Look 9:55 here:http://sm5bsz.com/videos/sensors-part3.mp4 until at least 15 minutes into the video. A narrowband conversion from unbalanced to balanced is trivial, but a wideband conversion is surely possible - although not quite as trivial.

In case you want the antenna for transmit as well as for receive, a wideband solution with high isolation against common mode currents over a very large bandwidth is non-trivial.

Question: Do you really want the same antenna for receive as for transmit? (The answer should be NO on all frequencies except for 144 MHz where sky temperature is similar to room temperature.)

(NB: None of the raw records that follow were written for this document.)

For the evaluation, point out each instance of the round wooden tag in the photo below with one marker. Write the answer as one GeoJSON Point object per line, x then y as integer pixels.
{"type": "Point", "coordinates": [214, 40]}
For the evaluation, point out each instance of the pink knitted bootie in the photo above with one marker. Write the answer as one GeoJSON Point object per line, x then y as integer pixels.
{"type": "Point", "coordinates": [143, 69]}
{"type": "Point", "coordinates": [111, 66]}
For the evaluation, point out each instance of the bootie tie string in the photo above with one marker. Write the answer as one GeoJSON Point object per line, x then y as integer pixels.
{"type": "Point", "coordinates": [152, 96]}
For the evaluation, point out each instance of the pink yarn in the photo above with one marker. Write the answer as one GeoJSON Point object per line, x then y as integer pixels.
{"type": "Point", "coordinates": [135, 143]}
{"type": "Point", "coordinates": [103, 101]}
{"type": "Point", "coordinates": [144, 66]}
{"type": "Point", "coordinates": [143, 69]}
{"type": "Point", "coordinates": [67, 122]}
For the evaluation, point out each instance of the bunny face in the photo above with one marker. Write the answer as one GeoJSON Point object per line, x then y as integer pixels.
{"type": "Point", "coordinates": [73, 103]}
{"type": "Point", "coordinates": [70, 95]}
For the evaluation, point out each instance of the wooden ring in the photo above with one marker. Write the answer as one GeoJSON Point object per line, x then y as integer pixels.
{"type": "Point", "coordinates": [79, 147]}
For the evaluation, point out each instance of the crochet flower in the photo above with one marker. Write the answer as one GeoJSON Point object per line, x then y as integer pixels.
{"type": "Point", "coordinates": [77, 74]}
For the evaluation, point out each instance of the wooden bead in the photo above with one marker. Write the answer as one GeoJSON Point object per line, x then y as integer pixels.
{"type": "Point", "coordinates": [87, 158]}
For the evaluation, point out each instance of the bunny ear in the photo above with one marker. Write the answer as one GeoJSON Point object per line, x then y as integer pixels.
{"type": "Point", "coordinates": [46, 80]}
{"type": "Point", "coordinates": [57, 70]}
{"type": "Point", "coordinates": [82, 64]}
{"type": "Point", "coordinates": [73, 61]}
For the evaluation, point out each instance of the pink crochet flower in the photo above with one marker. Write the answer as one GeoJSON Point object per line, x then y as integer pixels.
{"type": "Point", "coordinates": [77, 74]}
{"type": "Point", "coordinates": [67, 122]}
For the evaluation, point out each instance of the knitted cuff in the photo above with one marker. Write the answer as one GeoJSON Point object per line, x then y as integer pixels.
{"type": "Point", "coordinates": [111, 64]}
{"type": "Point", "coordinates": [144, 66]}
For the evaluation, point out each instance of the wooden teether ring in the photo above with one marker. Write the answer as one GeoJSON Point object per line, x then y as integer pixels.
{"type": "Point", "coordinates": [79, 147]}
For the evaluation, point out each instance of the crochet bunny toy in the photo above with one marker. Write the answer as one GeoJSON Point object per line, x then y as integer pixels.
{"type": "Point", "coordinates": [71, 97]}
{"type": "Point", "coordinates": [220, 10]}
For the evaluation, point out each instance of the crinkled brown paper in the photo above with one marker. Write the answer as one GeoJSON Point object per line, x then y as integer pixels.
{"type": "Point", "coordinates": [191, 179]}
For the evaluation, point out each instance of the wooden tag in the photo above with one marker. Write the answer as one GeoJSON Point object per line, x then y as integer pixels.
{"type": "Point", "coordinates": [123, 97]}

For receive on HF, efficiency is insignificant while common-mode suppression might be VERY important. For transmit, efficiency is all that counts - although common-mode suppression could affect RFI in HIFI equipment owned by neighbours.

On 1296 MHz you would want different feeds on your parabola for Rx and Tx. For Tx you would want maximum gain, for Rx you would want maximum G/T. It is not really difficult to arrange for this. On lower frequencies one wants maximum far field on Tx (in a certain direction) while one wants minimum interference pick-up from other directions on receive. That is a very different problem because receiver noise is a no-issue on receive - the sky temp is far above any decent amplifier noise temp.

For the serious operator it will be a good idea to use different antennas for transmit and receive (on bands where the sky temperature differs significantly from room temperature.)

/Leif

For a larger bandwidth one can connect two such current chokes in series.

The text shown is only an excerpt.